As we can see above, the topology now contains two disconnected sub-topologies. The first sub-topology's sink node `counts-store-repartition-sink` will write to a repartition topic `counts-store-repartition`, which will be read by the second sub-topology's source node `counts-store-repartition-source`. The repartition topic is used to "shuffle" the source stream by its aggregation key, which in this case is the value string. In addition, inside the first sub-topology a stateless `counts-store-repartition-filter` node is injected between the grouping `KSTREAM-KEY-SELECT-0000000002` node and the sink node to filter out any intermediate records whose aggregate keys are empty.

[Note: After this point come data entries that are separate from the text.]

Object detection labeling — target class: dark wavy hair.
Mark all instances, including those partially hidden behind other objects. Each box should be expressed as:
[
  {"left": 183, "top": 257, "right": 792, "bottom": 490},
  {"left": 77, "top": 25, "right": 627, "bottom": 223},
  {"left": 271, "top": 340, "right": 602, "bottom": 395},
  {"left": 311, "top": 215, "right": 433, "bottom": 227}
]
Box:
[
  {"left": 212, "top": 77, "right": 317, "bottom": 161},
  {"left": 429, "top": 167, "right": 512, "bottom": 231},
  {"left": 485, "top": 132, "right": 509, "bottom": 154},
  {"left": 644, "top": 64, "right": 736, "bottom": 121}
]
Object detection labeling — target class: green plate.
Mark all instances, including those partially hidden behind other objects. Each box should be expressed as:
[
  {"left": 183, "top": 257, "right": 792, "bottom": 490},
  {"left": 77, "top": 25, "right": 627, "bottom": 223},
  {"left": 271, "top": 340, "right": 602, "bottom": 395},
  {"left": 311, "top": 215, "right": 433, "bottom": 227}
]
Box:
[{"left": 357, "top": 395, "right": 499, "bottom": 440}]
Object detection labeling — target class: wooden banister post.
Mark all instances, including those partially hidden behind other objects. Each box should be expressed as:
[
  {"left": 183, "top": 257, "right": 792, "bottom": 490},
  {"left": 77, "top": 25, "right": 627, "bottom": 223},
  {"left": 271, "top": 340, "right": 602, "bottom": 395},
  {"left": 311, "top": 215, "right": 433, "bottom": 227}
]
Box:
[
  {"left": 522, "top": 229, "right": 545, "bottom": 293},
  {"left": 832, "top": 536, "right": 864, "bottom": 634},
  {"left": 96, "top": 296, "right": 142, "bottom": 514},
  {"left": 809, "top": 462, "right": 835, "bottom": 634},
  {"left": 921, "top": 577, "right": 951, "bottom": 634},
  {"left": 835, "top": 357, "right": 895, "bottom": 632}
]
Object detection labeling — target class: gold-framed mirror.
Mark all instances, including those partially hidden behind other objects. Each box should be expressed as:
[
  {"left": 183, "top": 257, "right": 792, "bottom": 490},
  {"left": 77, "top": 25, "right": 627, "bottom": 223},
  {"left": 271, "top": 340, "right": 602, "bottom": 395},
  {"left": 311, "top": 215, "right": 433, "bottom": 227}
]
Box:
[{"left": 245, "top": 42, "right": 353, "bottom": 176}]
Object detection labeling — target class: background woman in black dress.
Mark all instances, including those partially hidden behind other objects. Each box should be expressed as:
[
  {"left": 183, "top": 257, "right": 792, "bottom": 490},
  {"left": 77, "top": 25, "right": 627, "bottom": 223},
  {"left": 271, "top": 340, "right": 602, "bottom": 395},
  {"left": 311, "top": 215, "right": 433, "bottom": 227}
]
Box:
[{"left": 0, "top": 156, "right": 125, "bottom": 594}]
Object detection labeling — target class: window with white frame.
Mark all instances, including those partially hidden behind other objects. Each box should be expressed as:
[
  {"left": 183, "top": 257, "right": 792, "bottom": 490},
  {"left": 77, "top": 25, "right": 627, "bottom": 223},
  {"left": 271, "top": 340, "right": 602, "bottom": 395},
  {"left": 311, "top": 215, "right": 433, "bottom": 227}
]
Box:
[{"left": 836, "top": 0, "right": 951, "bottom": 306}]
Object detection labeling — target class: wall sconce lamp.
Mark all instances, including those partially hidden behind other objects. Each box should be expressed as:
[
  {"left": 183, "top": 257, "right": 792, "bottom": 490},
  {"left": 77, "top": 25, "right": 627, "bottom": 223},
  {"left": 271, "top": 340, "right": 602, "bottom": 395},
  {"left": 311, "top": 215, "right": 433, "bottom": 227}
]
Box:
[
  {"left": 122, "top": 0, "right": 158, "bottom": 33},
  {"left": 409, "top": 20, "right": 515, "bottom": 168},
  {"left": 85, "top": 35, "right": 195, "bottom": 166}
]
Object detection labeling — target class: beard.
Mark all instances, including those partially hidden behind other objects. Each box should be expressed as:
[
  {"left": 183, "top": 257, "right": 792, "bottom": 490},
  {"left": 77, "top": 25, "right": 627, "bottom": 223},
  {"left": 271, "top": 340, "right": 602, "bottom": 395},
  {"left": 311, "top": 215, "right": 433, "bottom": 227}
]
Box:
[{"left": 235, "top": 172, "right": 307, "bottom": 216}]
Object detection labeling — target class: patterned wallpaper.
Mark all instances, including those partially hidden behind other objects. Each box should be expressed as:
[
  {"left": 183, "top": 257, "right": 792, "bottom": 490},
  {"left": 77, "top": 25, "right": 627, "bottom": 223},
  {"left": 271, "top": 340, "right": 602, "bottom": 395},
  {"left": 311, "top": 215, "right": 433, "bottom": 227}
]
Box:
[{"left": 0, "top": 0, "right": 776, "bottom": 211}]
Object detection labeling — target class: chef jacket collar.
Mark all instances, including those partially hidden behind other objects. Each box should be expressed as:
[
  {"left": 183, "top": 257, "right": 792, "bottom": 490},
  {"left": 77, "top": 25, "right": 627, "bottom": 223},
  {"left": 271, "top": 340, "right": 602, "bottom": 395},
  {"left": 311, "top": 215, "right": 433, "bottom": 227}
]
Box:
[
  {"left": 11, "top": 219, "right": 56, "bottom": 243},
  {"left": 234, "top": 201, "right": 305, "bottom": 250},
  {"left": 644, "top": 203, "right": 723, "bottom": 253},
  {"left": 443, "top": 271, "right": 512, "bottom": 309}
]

In the second sub-topology, the aggregation node `KSTREAM-AGGREGATE-0000000003` is associated with a state store named `counts-store` (we specified the name in the `count` operator). Upon receiving each record from its upcoming stream source node, the aggregation processor will first query its associated `counts-store` store to get the current count for that key, augment it by one, and then write the new count back to the store. Each updated count for the key will also be piped downstream to the `KTABLE-TOSTREAM-0000000007` node, which will interpret this update stream as a record stream before further piping it to the sink node `KSTREAM-SINK-0000000008` for writing back to Kafka.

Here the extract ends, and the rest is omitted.